I dirigenti: basket e volley possono convivere, troviamo un’intesa

ORTONA. L’indiscrezione riportata nell’edizione di ieri da il Centro secondo cui la Sieco Impavida Ortona potrebbe decidere di emigrare (a Chieti?) nel caso in cui non dovesse ottenere di nuovo, dal Comune, l’utilizzo esclusivo del palasport ha destato sorpresa nel movimento pallavolistico regionale. E anche un po’ di tensione negli ambienti sportivi cittadini. L’affido esclusivo dell’unico palasport in città è scaduto il 30 giugno scorso. E la We’Re Basket, neopromossa in serie C, ha chiesto di poterlo utilizzare nella prossima stagione. La Sieco Impavida rivorrebbe l’utilizzo esclusivo per poter portare avanti il progetto avviato negli anni scorsi. In mezzo c’è il Comune che tergiversa.

Ieri, comunque, i dirigenti della We’Re Ortona ha fatto conoscere il proprio pensiero. «E’ sbagliato contrapporre i due movimenti», hanno detto Carlo Valentinetti, Valerio Di Battista ed Enrico Di Sipio, dirigente della società ortonese, «noi abbiamo chiesto di poter giocare a Ortona, senza entrare in concorrenza con la Sieco Impavida. Siamo disponibili a trovare qualsiasi soluzione per quanto riguarda orari e gestione. Ma vogliamo tornare a casa. L’anno scorso, di questi tempi, ci era stato chiesto il sacrificio di attendere l’adeguamento del palasport di Caldari (frazione di Ortona, ndr) e di emigrare per qualche mese.
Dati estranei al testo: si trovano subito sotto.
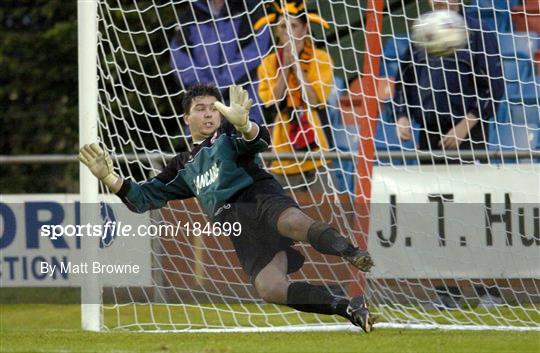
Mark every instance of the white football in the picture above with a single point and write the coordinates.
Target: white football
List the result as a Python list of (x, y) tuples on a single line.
[(440, 32)]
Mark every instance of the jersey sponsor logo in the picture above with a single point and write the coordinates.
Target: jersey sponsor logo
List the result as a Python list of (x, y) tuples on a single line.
[(207, 178)]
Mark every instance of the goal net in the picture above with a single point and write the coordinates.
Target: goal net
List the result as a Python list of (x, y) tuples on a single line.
[(455, 233)]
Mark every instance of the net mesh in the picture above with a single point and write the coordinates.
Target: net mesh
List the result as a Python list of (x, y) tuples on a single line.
[(149, 52)]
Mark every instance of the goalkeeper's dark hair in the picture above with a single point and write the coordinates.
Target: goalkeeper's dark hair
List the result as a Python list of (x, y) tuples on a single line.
[(198, 90)]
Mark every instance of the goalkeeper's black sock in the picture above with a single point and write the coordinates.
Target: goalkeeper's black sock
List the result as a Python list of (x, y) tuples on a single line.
[(327, 240), (308, 298)]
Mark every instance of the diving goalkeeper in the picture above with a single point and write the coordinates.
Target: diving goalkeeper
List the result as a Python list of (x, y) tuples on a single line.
[(222, 173)]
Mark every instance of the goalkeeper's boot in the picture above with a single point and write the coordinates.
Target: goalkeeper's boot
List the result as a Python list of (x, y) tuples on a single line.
[(359, 259), (359, 314)]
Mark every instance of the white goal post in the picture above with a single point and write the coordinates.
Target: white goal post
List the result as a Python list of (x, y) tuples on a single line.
[(455, 235)]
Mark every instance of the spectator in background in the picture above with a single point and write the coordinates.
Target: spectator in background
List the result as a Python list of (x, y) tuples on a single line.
[(215, 43), (452, 98), (297, 79)]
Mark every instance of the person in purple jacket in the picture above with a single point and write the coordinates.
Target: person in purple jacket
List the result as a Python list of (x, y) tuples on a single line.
[(215, 43)]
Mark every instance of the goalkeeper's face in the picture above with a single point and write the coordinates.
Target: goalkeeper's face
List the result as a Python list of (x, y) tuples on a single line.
[(203, 118)]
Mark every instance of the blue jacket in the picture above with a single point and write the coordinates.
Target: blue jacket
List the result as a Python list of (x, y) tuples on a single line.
[(433, 90), (220, 49)]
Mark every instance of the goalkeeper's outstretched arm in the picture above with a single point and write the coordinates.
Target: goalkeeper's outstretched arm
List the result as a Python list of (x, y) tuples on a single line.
[(100, 164)]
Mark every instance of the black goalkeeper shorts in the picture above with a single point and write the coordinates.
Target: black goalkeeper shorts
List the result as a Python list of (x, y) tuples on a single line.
[(258, 208)]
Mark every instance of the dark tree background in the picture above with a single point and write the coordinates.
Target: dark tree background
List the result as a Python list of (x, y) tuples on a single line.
[(38, 93)]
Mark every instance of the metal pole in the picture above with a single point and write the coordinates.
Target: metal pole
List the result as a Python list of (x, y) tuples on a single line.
[(88, 118)]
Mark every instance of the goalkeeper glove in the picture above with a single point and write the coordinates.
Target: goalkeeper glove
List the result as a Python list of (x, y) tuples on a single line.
[(237, 112), (100, 164)]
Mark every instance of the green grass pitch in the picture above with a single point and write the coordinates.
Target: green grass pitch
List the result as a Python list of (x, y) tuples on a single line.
[(56, 328)]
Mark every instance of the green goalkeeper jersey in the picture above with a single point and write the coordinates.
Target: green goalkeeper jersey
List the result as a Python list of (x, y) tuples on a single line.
[(213, 172)]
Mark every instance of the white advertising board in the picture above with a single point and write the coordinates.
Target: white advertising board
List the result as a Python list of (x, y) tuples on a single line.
[(432, 222), (30, 256)]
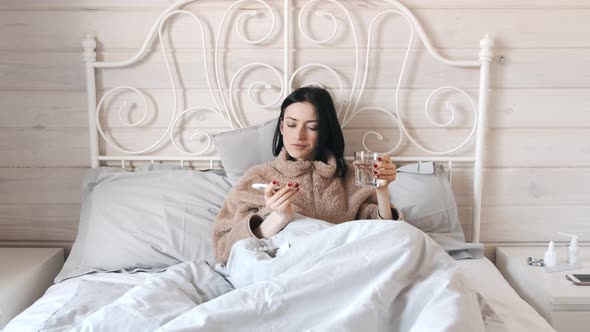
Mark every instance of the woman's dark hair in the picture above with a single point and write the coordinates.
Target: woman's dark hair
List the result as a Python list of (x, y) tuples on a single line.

Siamo andati a giocare fuori per un anno e ora vogliamo tornare a casa, ovvero a Ortona. In qualsiasi altro posto la convivenza tra sport diversi è possibile. Anche ad alti livelli, perché non a Ortona? Il Taraflex è un falso problema, lo si può smontare e rimontare. Noi», hanno aggiunto i dirigenti della We’Re basket, «siamo contrari solo al concetto di monopolio dello sport. Negli anni, a Ortona, pallavolo e basket hanno sempre convissuto, perché non dovrebbe farlo adesso? Abbiamo rispetto per l’Impavida e per quello che rappresenta, ma, nello stesso tempo, chiediamo di essere presi in considerazione e, soprattutto, di tornare a giocare a Ortona, così come ci spetta».

Ci sono già stati alcuni incontri per cercare di risolvere il problema, ma una soluzione non è stata individuata. «Abbiamo un settore giovanile florido e numeroso che, tra l’altro, tocca anche alcune realtà limitrofe, ma, chiaramente, è concentrato su Ortona», aggiungono Valentinetti, Di Battista e Di Sipio, «inoltre, abbiamo dei programmi ambiziosi: vorremmo portare in alto la pallacanestro a Ortona. Abbiamo buone intenzioni, vogliamo solo il nostro spazio. Quello che ci spetta. Senza andare a cozzare con gli interessi della Sieco Impavida».